I believe I have a stubborn virus on my system. As root, I find I cannot remove some old files from the system. I get permmision denied error message. Actually its file locked up in .mozilla folder, which will cause the system to crush if the user runs Internet. I can't the delete the problem file either. Here is what I get:

maths:/b/btatira # ls -l /b/btatira/.mozilla/direct/988aw6ks.slt/Cache.Trash/Trash/Cache/_CACHE_001_
/bin/ls: /b/btatira/.mozilla/direct/988aw6ks.slt/Cache.Trash/Trash/Cache/_CACHE_001_: Permission denied

maths:/b/btatira # rm -f /b/btatira/.mozilla/direct/988aw6ks.slt/Cache.Trash/Trash/Cache/_CACHE_001_
rm: cannot remove `/b/btatira/.mozilla/direct/988aw6ks.slt/Cache.Trash/Trash/Cache/_CACHE_001_': Permission denied

'maths' is the host name and 'btatira' was my user account that I deleted except for the file above. '/b' is the second hard-drive where user btatira is located.

My question is how could that be, when I know root can do everything. This us a virus of some sort, shouldn't I think so.

Try opening your trash folder and looking in the info directtory. I had this happen once. The file had created an info file that wasn't getting deleted.

Linux systems will let you delete files if they are in memory or not (unlike Windows). There's a few ways to prevent root from deleting a file. One of which is with the immutable or read only flags. Check the files with:
lsattr filename

This will tell you what files are tagged and with what options. You can remove/add options with -/+. For example, chattr -i filename will remove the immutable flag. The other issue can be using another permission system like SELinux (which comes by default with Red Hat Enterprise Linux). I doubt these are the issues though. Here's what you could try.
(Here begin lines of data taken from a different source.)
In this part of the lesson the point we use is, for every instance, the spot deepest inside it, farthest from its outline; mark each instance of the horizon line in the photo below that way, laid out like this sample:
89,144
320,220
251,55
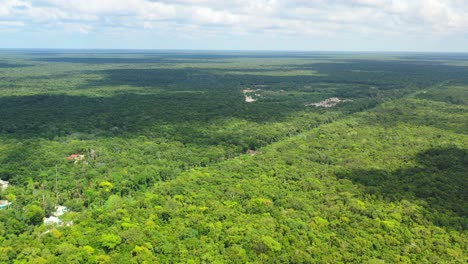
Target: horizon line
231,50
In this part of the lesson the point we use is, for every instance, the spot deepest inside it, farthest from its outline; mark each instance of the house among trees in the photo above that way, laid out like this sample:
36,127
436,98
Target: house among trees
52,220
76,158
60,210
3,184
4,204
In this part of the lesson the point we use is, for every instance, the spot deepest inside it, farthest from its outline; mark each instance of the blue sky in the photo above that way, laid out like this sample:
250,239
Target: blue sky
327,25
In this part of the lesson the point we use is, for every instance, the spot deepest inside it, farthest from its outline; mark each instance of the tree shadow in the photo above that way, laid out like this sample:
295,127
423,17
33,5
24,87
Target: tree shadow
440,180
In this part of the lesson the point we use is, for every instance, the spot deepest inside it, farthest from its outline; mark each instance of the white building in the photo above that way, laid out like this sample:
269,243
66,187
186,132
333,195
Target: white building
3,184
60,210
52,220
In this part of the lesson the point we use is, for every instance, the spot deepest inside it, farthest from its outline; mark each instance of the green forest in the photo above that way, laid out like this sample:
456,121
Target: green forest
233,157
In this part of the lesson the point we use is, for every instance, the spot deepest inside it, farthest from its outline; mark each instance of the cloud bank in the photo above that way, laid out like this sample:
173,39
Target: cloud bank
356,21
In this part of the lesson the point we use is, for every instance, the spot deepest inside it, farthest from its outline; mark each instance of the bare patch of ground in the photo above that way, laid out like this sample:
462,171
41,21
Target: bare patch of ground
248,97
330,102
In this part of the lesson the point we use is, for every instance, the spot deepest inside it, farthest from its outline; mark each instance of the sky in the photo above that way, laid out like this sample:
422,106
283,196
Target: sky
306,25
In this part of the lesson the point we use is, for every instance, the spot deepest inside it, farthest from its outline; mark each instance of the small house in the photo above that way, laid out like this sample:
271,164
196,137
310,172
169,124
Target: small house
3,184
52,220
4,204
76,158
60,210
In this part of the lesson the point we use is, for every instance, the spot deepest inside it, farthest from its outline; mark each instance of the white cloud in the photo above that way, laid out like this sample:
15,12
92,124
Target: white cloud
361,18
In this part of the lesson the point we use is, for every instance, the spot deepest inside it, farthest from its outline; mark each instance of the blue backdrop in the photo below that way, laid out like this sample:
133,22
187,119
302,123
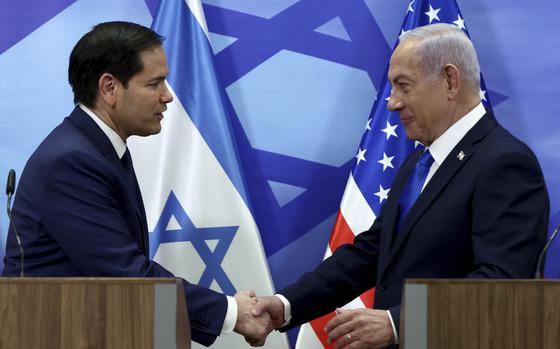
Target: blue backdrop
300,78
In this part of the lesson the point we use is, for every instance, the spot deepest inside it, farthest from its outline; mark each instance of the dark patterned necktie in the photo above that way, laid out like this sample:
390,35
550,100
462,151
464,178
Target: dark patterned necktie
414,185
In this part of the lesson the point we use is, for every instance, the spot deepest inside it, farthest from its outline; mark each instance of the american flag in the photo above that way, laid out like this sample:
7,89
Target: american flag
383,148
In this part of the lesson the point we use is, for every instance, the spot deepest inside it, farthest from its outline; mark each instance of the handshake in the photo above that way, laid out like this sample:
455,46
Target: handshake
257,316
355,328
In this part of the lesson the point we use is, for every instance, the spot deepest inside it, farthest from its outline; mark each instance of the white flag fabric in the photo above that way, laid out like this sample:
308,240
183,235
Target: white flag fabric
382,150
200,224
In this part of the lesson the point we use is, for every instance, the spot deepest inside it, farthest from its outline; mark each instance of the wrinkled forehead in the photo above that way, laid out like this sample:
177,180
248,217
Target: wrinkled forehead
404,60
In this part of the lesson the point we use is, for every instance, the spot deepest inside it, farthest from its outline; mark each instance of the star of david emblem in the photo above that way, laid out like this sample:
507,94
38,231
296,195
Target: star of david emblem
198,237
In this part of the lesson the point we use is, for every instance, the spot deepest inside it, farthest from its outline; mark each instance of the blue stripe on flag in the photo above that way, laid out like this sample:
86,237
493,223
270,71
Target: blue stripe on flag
193,78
First backup the .mozilla directory in your home directory.

cp -Rf ~/.mozilla ~/.mozilla_backup

Then delete the mozilla directory.

rm -Rf ~/.mozilla

Then start firefox. It will create a new .mozilla directory. You can reimport the bookmarks by going into .mozilla_backup/firefox and looking for a profile (these use random names). Search through it and find bookmarks.html and overwrite the new profile. This is just a guess though try it out. If you have problems you can always just move back the old folder.

The only cases I know where rm will fail are:

• Trying to delete a file from a filesystem which is mounted readonly. This may be because the filesystem type does not support writing (e.g. iso9660), because the fileysystem has been explicitly mounted readonly, or the OS was automatically remounted the filesystem readonly because errors were detected.
• Corrupted directory entries
• Permissions (check the owner and permissions of the parent directory)

Eliminate these before virus checking, although a virus check won't hurt, but you'll probably be wasting your time.

To check the filesystem, do this command:

The last column will show mount flag. If you see "ro" as one of the items in the comma separated list in brackets , it's mounted read-only ("ro" on it's own, not "remount-ro").

You should also see the error message when you try to delete the file as "read-only filesystem".

For corrupted filesystem entries, you tend to see junk in the file attributes. So if you do ls -l [parent-directory], you'll see some files with really messed up file-permissions and size, and owner etc.

Finally, make sure the parent directory of the file you want to delete is writable, readable and executable by the user who you want to do the delete as. Of course, root can do pretty much anything to any directory regardless of permissions, so I expect it's a corrupt filesystem.

follow the usual fsck procedures. Anyone have a good link for handling corrupt filesystems on Linux?